Taxa Selic e o desafio de controlar a inflação
Para combater a inflação e atingir a meta estabelecida, o Banco Central utiliza a taxa básica de juros, a Selic, como principal ferramenta. Atualmente, a Selic está em 10,50% ao ano, após uma redução de 0,25 ponto percentual na última reunião do Comitê de Política Monetária (Copom) em abril. Essa foi a segunda vez seguida que os juros foram cortados, mesmo diante das tensões geopolíticas globais.
No entanto, a instabilidade gerada pela guerra no Oriente Médio, com reflexos no aumento dos preços de combustíveis e alimentos, dificulta o trabalho do Copom em prever o comportamento futuro da inflação. Em ata, o Banco Central indicou que está monitorando atentamente o conflito e seus possíveis desdobramentos sobre a economia.
O próximo encontro do Copom para decidir os rumos da Selic ocorrerá nos dias 16 e 17 de junho. As projeções de mercado para o final de 2026 indicam uma Selic em 13,5% ao ano, com expectativas de redução para 11,5% em 2027 e 10% em 2028 e 2029. A elevação da Selic tende a encarecer o crédito e estimular a poupança, visando frear a demanda e conter a alta dos preços, embora possa desacelerar o crescimento econômico.
PIB e câmbio: projeções para a economia brasileira
As projeções para o crescimento da economia brasileira em 2024 também foram ligeiramente ajustadas. A estimativa do Produto Interno Bruto (PIB) subiu de 1,9% para 1,91%, segundo as instituições financeiras consultadas pelo Boletim Focus. Para 2027, a projeção para o PIB se mantém em 1,7%, com expectativas de 2% para 2028 e 2029.
Em relação ao câmbio, a previsão para a cotação do dólar no final de 2024 está em R$ 5,15. No fim de 2027, estima-se que a moeda norte-americana atinja R$ 5,20. Estes indicadores são cruciais para a análise do cenário econômico e para as decisões de investimento no país.

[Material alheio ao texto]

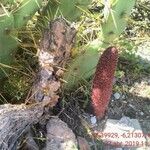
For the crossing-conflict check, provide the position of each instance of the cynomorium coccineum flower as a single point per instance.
(103, 81)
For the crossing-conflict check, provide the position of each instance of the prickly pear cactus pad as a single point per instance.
(69, 9)
(116, 19)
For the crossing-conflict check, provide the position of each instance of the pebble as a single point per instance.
(93, 120)
(117, 95)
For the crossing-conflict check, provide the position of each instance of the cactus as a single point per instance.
(116, 21)
(83, 65)
(69, 9)
(15, 18)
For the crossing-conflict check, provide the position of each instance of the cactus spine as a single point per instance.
(13, 15)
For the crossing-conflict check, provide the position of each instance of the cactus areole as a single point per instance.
(103, 81)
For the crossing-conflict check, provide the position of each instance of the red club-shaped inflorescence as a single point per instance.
(103, 81)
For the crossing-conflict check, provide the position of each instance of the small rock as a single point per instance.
(117, 95)
(93, 120)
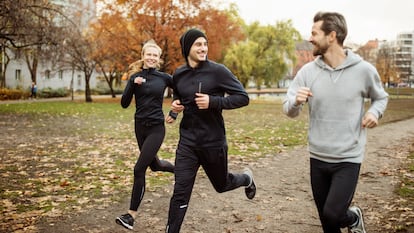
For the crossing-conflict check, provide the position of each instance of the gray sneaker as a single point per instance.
(359, 226)
(250, 190)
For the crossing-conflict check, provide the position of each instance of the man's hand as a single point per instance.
(302, 95)
(176, 106)
(369, 121)
(202, 100)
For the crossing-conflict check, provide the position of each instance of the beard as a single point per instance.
(319, 49)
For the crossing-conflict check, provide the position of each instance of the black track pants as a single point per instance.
(333, 187)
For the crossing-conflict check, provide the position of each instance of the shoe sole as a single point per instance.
(120, 222)
(361, 219)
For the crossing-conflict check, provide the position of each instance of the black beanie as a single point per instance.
(187, 40)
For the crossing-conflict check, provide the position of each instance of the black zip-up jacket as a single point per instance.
(205, 127)
(149, 96)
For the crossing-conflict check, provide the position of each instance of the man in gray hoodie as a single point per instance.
(336, 86)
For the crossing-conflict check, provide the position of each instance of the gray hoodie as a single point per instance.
(336, 108)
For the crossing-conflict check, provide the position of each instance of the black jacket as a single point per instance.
(205, 128)
(149, 96)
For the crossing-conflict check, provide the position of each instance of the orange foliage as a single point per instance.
(127, 25)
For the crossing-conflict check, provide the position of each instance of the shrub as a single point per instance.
(13, 94)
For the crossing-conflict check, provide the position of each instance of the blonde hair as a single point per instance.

Inflação de alimentos e combustíveis: os vilões do momento
A alta nos preços dos alimentos em abril e a pressão sobre os combustíveis, intensificada pelo conflito no Oriente Médio, são os principais fatores que levam à revisão para cima das projeções de inflação. O IPCA, que serve como termômetro oficial da inflação, reflete essas pressões de custos que afetam diretamente o poder de compra das famílias brasileiras.
O Banco Central, ao definir a política monetária, precisa equilibrar o controle da inflação com a necessidade de manter a atividade econômica aquecida. A volatilidade nos preços internacionais e os efeitos climáticos podem adicionar complexidade a essa tarefa, exigindo monitoramento constante e ajustes estratégicos na taxa Selic.
Meta de inflação e a importância do controle de preços
A meta de inflação estabelecida pelo CMN é de 3%, com uma margem de tolerância de 1,5 ponto percentual para cima ou para baixo, fixando o intervalo entre 1,5% e 4,5%. O descumprimento desse teto, como as projeções atuais indicam para 2024, pode gerar desconfiança sobre a capacidade do governo em controlar os preços e afetar a estabilidade econômica. O controle efetivo da inflação é fundamental para garantir um ambiente de negócios mais previsível e proteger o poder de compra da população.